The origin of this story did stir up a hornet’s nest of fear and grief. But then, on the heels of this emotional paralysis arrived a decision to live with intentionality…to exercise my faith by taking decisive action about my treatment and the manner in which I chose to live with MM. None of us had the opportunity to negotiate the terms of this experience. I resent that some days. We did not ask to be invited to this life-threatening war! Yet, this war found us. Like some of you, I find myself on the front lines of this battle through my participation in a clinical trial. I chose to pursue this treatment option to more fully integrate this new found intentionality.

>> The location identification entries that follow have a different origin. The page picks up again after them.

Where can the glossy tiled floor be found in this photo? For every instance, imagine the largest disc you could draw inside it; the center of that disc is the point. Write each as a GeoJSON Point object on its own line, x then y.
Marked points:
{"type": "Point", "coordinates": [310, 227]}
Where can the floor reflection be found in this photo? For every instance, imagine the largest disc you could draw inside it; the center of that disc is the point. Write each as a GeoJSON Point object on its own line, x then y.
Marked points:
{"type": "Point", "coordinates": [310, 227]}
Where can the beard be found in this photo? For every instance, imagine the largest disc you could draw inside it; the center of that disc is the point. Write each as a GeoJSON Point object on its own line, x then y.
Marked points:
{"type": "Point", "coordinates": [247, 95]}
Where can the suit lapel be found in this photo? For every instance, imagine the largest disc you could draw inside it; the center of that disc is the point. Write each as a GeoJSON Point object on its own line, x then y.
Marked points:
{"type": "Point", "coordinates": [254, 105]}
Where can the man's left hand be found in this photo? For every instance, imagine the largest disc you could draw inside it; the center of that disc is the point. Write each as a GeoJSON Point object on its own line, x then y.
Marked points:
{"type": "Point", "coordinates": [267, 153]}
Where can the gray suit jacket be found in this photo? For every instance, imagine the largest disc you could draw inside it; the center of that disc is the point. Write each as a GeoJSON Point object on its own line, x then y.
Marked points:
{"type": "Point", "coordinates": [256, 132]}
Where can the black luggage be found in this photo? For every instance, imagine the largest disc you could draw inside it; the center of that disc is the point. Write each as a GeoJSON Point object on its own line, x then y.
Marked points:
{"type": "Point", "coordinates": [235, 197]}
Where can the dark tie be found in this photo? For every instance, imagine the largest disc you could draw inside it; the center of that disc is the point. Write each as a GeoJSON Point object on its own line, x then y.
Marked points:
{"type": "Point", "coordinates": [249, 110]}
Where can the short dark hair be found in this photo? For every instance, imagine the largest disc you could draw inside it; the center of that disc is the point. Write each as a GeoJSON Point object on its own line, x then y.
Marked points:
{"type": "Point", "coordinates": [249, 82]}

Shortly after diagnosis in 2009, I began the standard care protocol of Revlimid/Dexamethasone and achieved a near complete remission after 3 cycles of treatment. My trusted MM specialist, Dr. Don Benson (The James Cancer Hospital at The Ohio State University Wexner Medical Center), mobilized me for an autologous bone marrow transplant and I enjoyed 20 months of stable, near complete remission. I opted to discontinue the maintenance dose of Thalidomide after transplant due to neuropathy. As my monoclonal protein slowly increased during the latter part of 2011, I sought treatment options that would reflect my determination to choose the battle ground for the next phase of intervention. Dr. Benson introduced his clinical research in the area of immunotherapy, specifically the anti-KIR antibody. This phase II clinical trial combined the experimental drug IPH 2101 with Revlimid for a two-year time period.

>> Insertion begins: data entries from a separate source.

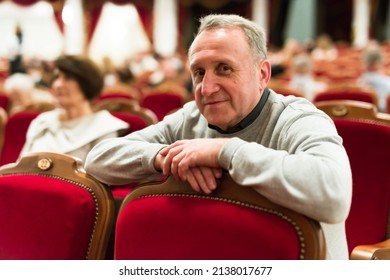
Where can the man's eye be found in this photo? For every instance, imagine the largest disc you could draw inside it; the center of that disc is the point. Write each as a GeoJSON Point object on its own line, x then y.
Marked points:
{"type": "Point", "coordinates": [199, 73]}
{"type": "Point", "coordinates": [225, 69]}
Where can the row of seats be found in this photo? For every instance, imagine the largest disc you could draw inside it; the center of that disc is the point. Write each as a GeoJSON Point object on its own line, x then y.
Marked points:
{"type": "Point", "coordinates": [170, 228]}
{"type": "Point", "coordinates": [52, 209]}
{"type": "Point", "coordinates": [160, 103]}
{"type": "Point", "coordinates": [13, 127]}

The trial procedure established a pre-treatment baseline through blood tests, EKG, and the x-ray skeletal survey. The experimental drug was administered via IV over an hour-long infusion on a monthly basis for 8 consecutive months. On the first day of treatment, I was required to spend the night at the hospital as they closely monitored me for possible infusion reactions and side effects. I had no adverse reactions. I then returned to The James on a monthly basis for a total of 8 infusions. Each infusion involved an 8-10 hour day as blood draws occurred at the 1, 3, and 6-hour mark post-infusion to monitor my reaction. The Revlimid 25mg script schedule occurred on 21-day cycles each month. I did experience some fatigue, decreased energy, GI complaints, sleep problems, and low red/white/platelet counts. Fortunately, the side effects were minimal and manageable when I respected my limitations. I worked a full time schedule at work and enjoyed the responsibilities of family life.

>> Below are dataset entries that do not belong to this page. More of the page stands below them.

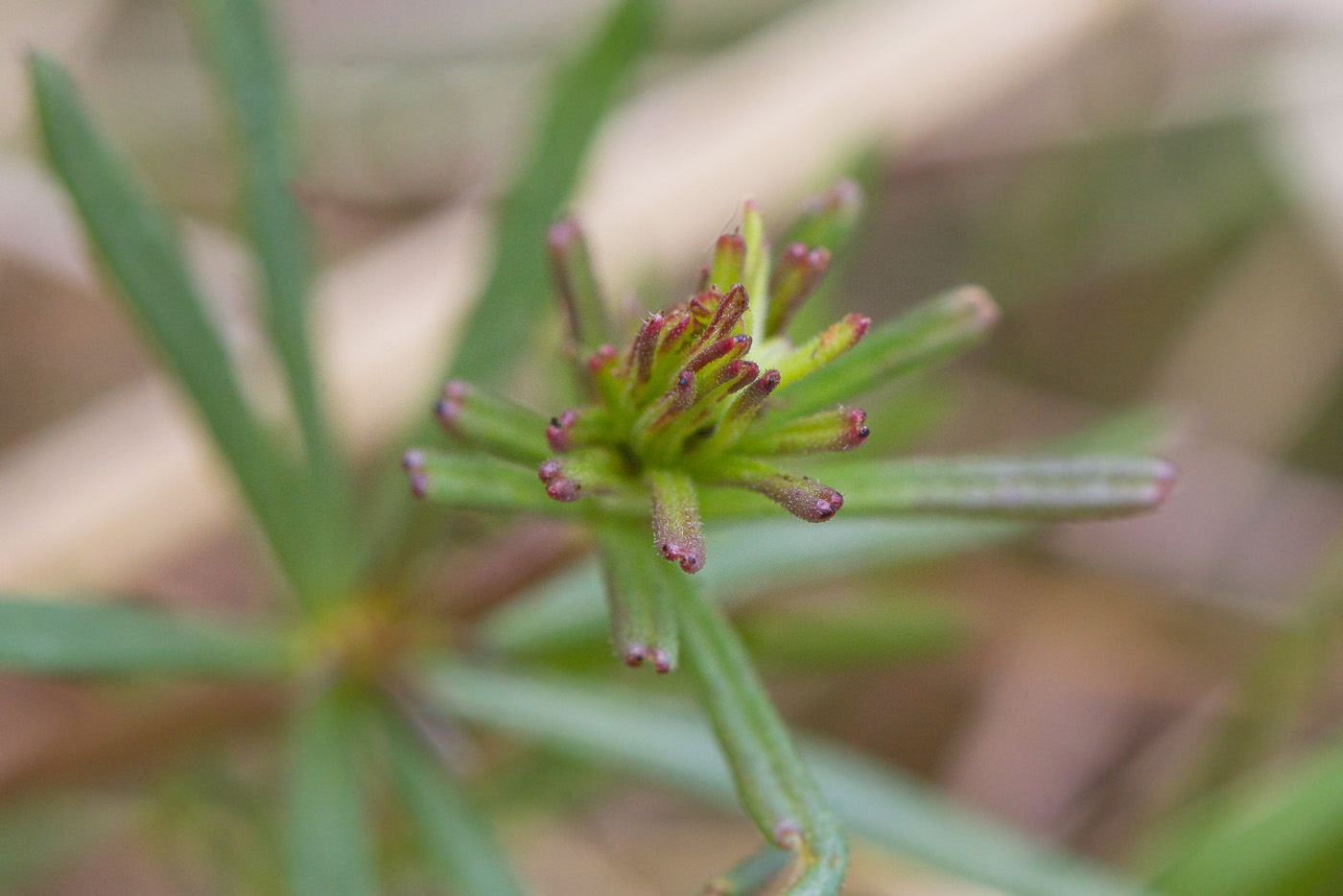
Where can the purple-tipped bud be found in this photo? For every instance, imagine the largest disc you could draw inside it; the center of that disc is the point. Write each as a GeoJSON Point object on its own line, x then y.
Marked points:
{"type": "Point", "coordinates": [662, 661]}
{"type": "Point", "coordinates": [557, 485]}
{"type": "Point", "coordinates": [731, 348]}
{"type": "Point", "coordinates": [601, 359]}
{"type": "Point", "coordinates": [729, 311]}
{"type": "Point", "coordinates": [449, 407]}
{"type": "Point", "coordinates": [794, 279]}
{"type": "Point", "coordinates": [729, 258]}
{"type": "Point", "coordinates": [677, 530]}
{"type": "Point", "coordinates": [413, 465]}
{"type": "Point", "coordinates": [559, 433]}
{"type": "Point", "coordinates": [645, 346]}
{"type": "Point", "coordinates": [575, 282]}
{"type": "Point", "coordinates": [752, 398]}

My hope is to demystify the clinical trial process and encourage fellow MM fighters to stay on the offensive. Future treatment options cannot be developed without willing study participants. In fact, I have been the recipient of treatments that were developed because of the cooperation of MM fighters in years past. I formerly believed that clinical trials were the equivalent of “last ditch efforts.” Currently, I have a long-term view of my survival and plan to steward my time by wisely choosing treatment options that will likely include future clinical trials. I enthusiastically endorse this process in the hopes of facilitating more effective treatments and increased survivability. Please consider talking to your oncologist about participating in a clinical trial.